ÉTICA DO ABUSO
Justiça

ÉTICA DO ABUSO


 

ZH 19 de setembro de 2014 | N° 17927


JOSÉ PEDRO MATTOS CONCEIÇÃO



O Estado democrático-social é conquista da evolução do homem. O pensamento humanista, seja de base marxista, seja de fundo cristão, propugna por sociedade justa, com respeito à dignidade humana e proteção aos menos favorecidos. Houve um tempo de grandes disparidades sociais e econômicas entre cidade e campo. Hoje, os espaços urbanos abrigam as diferenças mais chocantes, pelo crescente grau de concentração em busca de sobrevivência e realização, nos países em desenvolvimento, como o Brasil. É fenômeno que data de algumas décadas, a partir do que se considera modernidade, isto é, desenvolvimento industrial, democratização do consumo e avanço tecnológico. Chegamos a um estágio que a Europa atingiu bem mais cedo, e que os EUA também alcançaram, sem o esplendor europeu, mas com impressionante estrutura cívica, organizacional e de aproveitamento de riquezas. Todos os países atravessam períodos de desajustes sociais. Afinal, as agruras do progresso são comuns. É o bom senso, a sensibilidade e o Direito que fornecem os instrumentos adequados para a superação dos males da evolução e não a ideologia ou a religião, que provocam atraso.

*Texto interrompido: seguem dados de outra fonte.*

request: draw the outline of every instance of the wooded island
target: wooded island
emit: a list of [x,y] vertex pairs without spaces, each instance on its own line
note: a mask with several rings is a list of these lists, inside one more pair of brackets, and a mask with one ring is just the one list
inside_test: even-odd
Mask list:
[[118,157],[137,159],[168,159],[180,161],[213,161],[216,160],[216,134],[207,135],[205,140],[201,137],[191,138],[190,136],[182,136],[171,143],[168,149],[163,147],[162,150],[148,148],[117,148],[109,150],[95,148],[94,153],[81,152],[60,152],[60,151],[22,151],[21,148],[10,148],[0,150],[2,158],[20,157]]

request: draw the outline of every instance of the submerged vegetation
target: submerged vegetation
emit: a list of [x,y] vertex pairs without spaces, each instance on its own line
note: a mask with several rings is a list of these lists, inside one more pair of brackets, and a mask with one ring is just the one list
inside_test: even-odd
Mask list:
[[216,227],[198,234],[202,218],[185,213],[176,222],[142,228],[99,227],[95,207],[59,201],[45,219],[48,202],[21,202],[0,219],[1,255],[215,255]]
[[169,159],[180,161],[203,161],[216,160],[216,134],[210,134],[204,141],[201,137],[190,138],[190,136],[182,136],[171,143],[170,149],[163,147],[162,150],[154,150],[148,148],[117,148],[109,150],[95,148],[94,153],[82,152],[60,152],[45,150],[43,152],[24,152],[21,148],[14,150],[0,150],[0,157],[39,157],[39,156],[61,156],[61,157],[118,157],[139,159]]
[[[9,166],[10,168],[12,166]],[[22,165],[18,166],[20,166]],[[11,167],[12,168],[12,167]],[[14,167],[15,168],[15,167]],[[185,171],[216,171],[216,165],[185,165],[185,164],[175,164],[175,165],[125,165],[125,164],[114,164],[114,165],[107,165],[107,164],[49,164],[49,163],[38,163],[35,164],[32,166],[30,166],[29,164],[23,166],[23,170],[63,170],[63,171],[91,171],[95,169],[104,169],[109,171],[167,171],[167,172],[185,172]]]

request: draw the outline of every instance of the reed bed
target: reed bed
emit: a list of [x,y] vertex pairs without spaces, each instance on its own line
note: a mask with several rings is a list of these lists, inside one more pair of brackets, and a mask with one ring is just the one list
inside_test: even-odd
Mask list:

O Brasil é um país com ilhas de progresso de Primeiro Mundo. Falar sobre um país como um todo é difícil, tão árduo como explicar os contrastes sociais das cidades. Um dos grandes erros é acreditar possível prescindir de políticas de proteção aos menos aquinhoados, como se o mercado ou as leis naturais tivessem o condão de produzir justiça social. Outro, tão grave quanto, é fazer política pública com sentimento de culpa, como se o desvalido, ainda que permaneça sempre como tal, necessite de tratamento piedoso em qualquer circunstância.

Este falso humanismo é deletério para a vida dos cidadãos e para a organização dos polos de convívio. É inconcebível que um país que se pretende desenvolvido combine tímidas políticas sociais com proteção a vandalismo, invasores aloprados, moradores de rua – que conspurcam as cidades, apropriando-se de praças, calçadas e viadutos – ou de catadores de lixo que anulam a incipiente educação dos moradores urbanos, espalhando porcarias pelas calçadas e ruas, em absoluto estado de impunidade. Temos falhas institucionais e de estrutura, mas é preciso combater a demagogia, a acomodação, a negligência ou as ideias confusas de quem nos conduz. A cidade é para todos, habitantes e visitantes.